There are a few foods that individuals experiencing arthritis must avoid. Nightshade veggies including tomatoes comprise a chemical named solanine that a few studies have associated with arthritis pain.


Self-care of arthritis signs is also vital. Key approaches may include:

  • Attaining and maintaining a healthy weight.
  • Staying physically active.
  • Getting consistent check-ups with the concerned healthcare provider.
  • Shielding the joints from unwanted stress.

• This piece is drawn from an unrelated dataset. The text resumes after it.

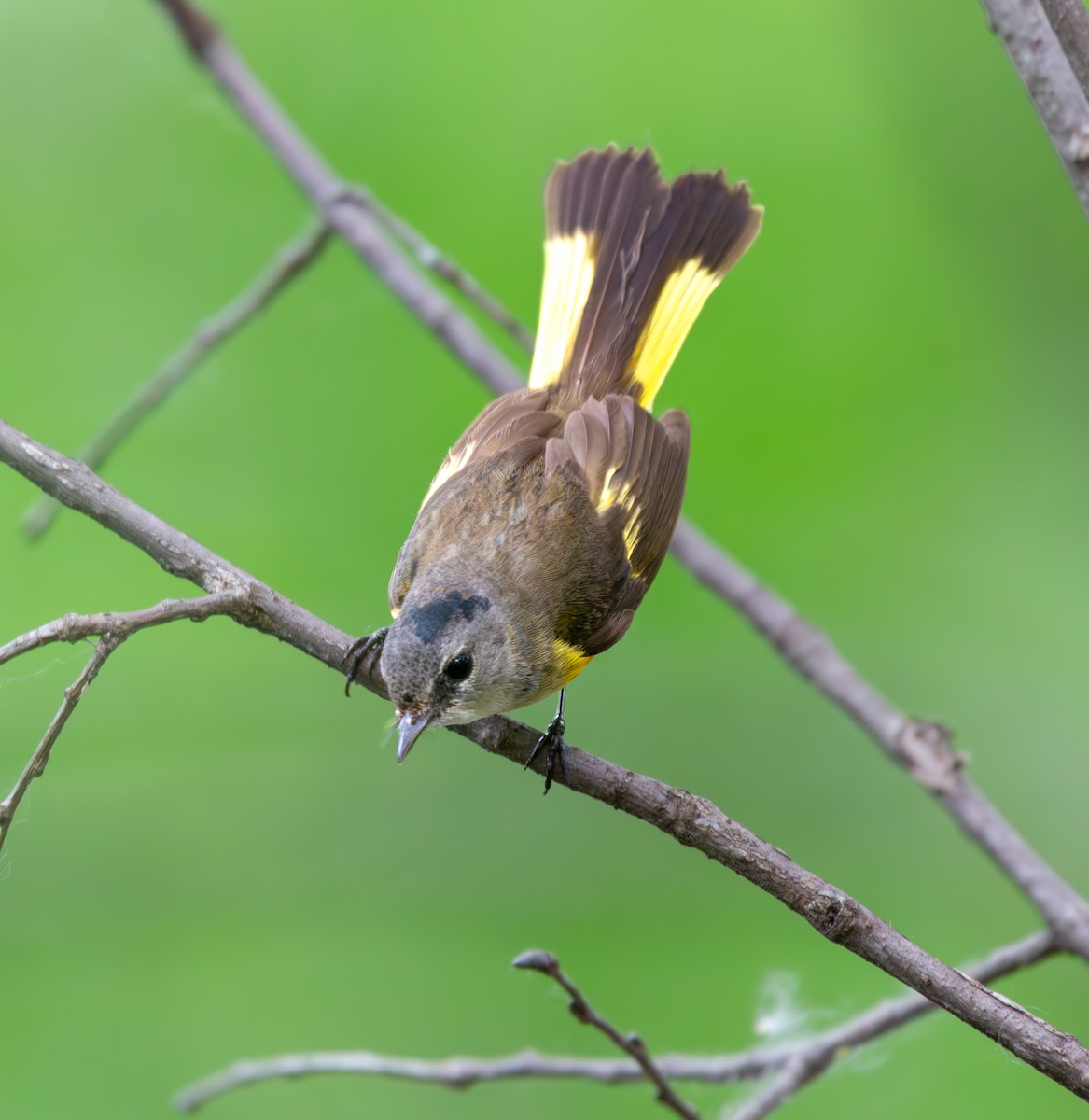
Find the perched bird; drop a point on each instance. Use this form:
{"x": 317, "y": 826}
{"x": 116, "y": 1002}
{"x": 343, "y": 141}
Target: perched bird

Some habits that may aid an individual with arthritis to manage their condition include:

  • Consumption of a healthy diet: A well-balanced diet helps attain a healthy weight and control inflammation. People must not have refined, processed foods and pro-inflammatory animal products. Also, they must opt for whole plant foods rich in antioxidants and contain anti-inflammatory properties.
  • Management of pain and fatigue: In this, a combination of a medication regimen and non-medical pain management is given. People must learn to manage fatigue to live comfortably with arthritis.
  • Staying physically active: Exercise helps manage overall health.
  • Being organized: Follow signs, pain levels, medicines, and possible side effects for regular check-ups with a doctor.
  • Balancing exercises with rest: On top of staying physically active, rest is equally vital when the health problem is active.
  • Improving Sleep: Poor sleep may worsen arthritis pain and fatigue. People must take steps to improve their sleep hygiene. They must not have caffeine and avoid strenuous exercise in the evenings. Also, they must limit their screen time before sleeping.
  • Caring for Joints: People must utilize the stronger, larger joints as levers while opening doors, making use of numerous joints to spread the weight of an object including the usage of a backpack and gripping loosely by utilizing padded handles.

With early diagnosis, managing a majority of forms of arthritis is important. Also, the pain and disability can be reduced. Moreover, early diagnosis and treatment of arthritis might be capable of avoiding tissue damage due to arthritis. Early, aggressive treatment is chiefly significant for arthritis. This helps to prevent additional damage and incapacity.